We did that under a completely flawed social system. We none the less prevailed. Our kids are now facing a new threat, that of rising sea levels and global warming, and climate change, and they’re gonna have to match and exceed that great mobilization. This time, internationally, in order to save the planet.
And they’re going to do it under a still flawed social system because the nature of democracy is such that it’ll never stay fixed. It wasn’t designed to. It’s a participatory form of governance. It requires all of us. Every generation has to recreate democracy in its time or it will die.
Help us fight for our democracy. Eracism
The 39% turnout four years ago in the general election was predictive of the 40% turnout in the most recent general election. An election in which only 17% of those between 18 and 24 voted. But 52% of us over 51 did vote so we were opting for yesterday rather than tomorrow.
Democracy cannot be sustained in that way. We have a constitutionally protected right to be wrong. A constitutionally protected right to be bigots if that’s what we wish to be. But, we also have created this incredible system of national parks, where though they were not designed for the purpose it is now possible for us to visit almost any era in our history. The heroic places, the contemplative places, the scenic wonders, the shameful places, and the painful places. In order to own that history, so that we may process it - because I do not believe that we have yet as a nation processed the Civil War. That we may begin to in time forgive ourselves in order to move toward a more compassionate future together. And this is why at 85 I became a park ranger.

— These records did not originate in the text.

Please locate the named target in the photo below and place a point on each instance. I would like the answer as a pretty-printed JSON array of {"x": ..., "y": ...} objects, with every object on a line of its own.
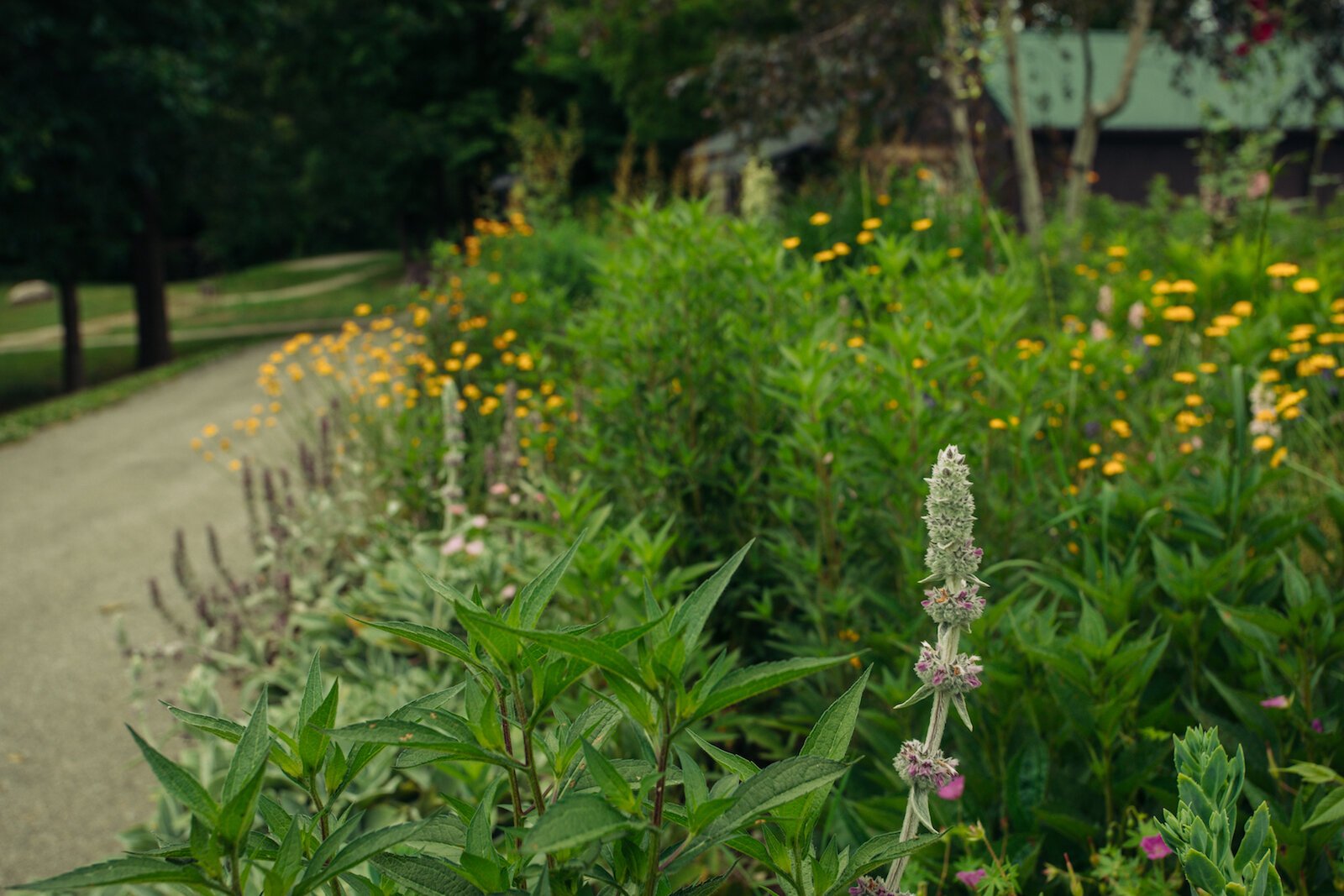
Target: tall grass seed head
[{"x": 951, "y": 515}]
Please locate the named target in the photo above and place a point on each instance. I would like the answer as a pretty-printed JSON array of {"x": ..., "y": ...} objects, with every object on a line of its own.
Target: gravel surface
[{"x": 87, "y": 513}]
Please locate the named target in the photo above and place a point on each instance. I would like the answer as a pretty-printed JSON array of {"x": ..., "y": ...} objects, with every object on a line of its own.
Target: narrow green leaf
[
  {"x": 531, "y": 600},
  {"x": 312, "y": 694},
  {"x": 690, "y": 617},
  {"x": 312, "y": 736},
  {"x": 774, "y": 786},
  {"x": 613, "y": 786},
  {"x": 433, "y": 638},
  {"x": 355, "y": 853},
  {"x": 736, "y": 765},
  {"x": 571, "y": 822},
  {"x": 288, "y": 862},
  {"x": 830, "y": 739},
  {"x": 250, "y": 755},
  {"x": 705, "y": 888},
  {"x": 1328, "y": 810},
  {"x": 586, "y": 649},
  {"x": 120, "y": 871},
  {"x": 178, "y": 782},
  {"x": 423, "y": 875},
  {"x": 237, "y": 815},
  {"x": 877, "y": 853},
  {"x": 765, "y": 676}
]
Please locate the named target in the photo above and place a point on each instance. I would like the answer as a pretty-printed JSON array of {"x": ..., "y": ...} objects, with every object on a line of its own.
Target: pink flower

But is that not an amazing story? There’s a place on the film where Agnes Moore - a still living Rosie, says, “It was the greatest coming together of the American people that I have ever lived through.” During the first months when the film was released I used to stand against the wall and watch the faces in that half-light, and every time she’d say that I’d think, how can Agnes say that? She knows that isn’t true.
Then one day after my 90th birthday, I became aware of the concept of ‘conflicting truths’, that we all create our own reality. And that there are many truths. There are truths that raise out of religious conviction, there are truths that raise out education, truths that raise out of life experience, there are many truths, and many of those truths that we all harbor, are in conflict. And I knew from that day forward that as long as there was a place on the planet where Agnes’s truth and mine can coexist, that that was gonna be enough for me. Thanks.